Given the lackluster performance of the stock, which has treaded water since the merger and closed Thursday at $35.61, some investors have grown restless and are pushing management to reconsider the merger.

“The pressure is currently rising on them,” said Jeffrey Jonas, who follows CVS Caremark for the Gabelli mutual funds, one of the company’s investors.

In late March, Citigroup analysts issued a report that concluded the company would be worth more as separate entities. The Citigroup analysts said any breakup would probably not occur before 2012 because of the tax advantages of waiting until the merger was at least five years old.

“They now have roughly one year to make their case,” said Adam J. Fein, who runs Pembroke Consulting, a Philadelphia firm that follows the industry. He predicted that without a clear sign that customers were beginning to be persuaded that the combination delivered better results, “the clamor to separate the business will be deafening.”
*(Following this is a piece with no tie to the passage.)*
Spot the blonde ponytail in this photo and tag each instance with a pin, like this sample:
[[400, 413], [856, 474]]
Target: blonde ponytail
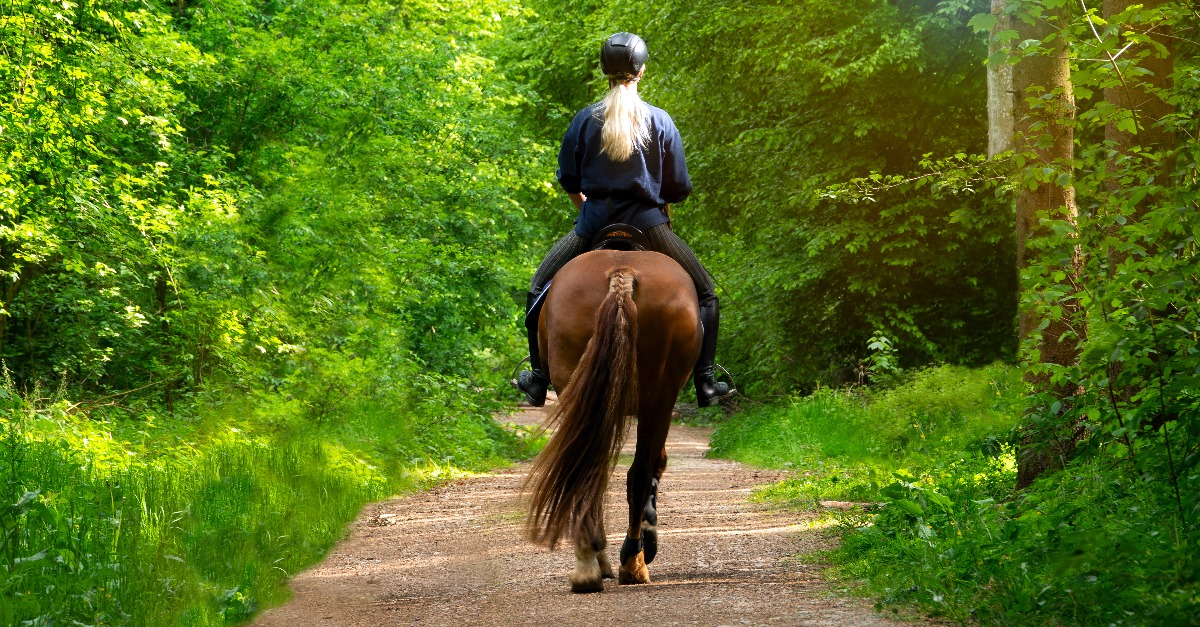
[[625, 121]]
At the same time, CVS Caremark has been accused by consumer advocates of not fulfilling promises made at the time of the merger; executives said then they would erect a firewall between the CVS and Caremark businesses and would be agnostic about where consumers filled their prescriptions.

In their letter, the consumer groups charged the merged company had engaged in unfair practices that favored company-owned pharmacies, including sharing information Caremark obtained in processing prescriptions to help solicit non-CVS customers to fill their prescriptions at CVS drugstores.

The situation is one in which a pharmacy benefit manager, which manages prescription benefits, is “using the information to steer people to their own pharmacies,” said Sharon Anglin Treat, a Democratic legislator in the Maine House of Representatives, who is the executive director of the National Legislative Association on Prescription Drug Prices, a consumer group that signed the letter. “It really does appear that CVS has been unable to avoid a very significant conflict of interest.”

Mark N. Cooper, the director for research at the Consumer Federation of America, one of the groups that signed the letter, said that it was important for the F.T.C. to review the original grounds — including efficiencies, cost savings and consumer benefit — for the merger and determine whether the union had been justified. “The merger was a mistake,” he said.

CVS Caremark says the merger is helping its customers by reducing costs and improving health outcomes. “The innovative products we have introduced into the marketplace since the merger are gaining traction,” Ms. Castel said, and will “enhance shareholder value.”

The company also said it “places a high priority on protecting the privacy of its customers and plan members.” Ms. Castel said CVS Caremark used patient data internally for “appropriate purposes,” like identifying potentially adverse drug reactions.

In addition, some investors say the sharing of patient information is central to any claims by CVS Caremark that the combination of the drugstore chain and pharmacy benefit manager can better serve patients by coordinating information and reducing costs. “What some people are calling antitrust is in the customers’ favor,” Mr. Jonas said.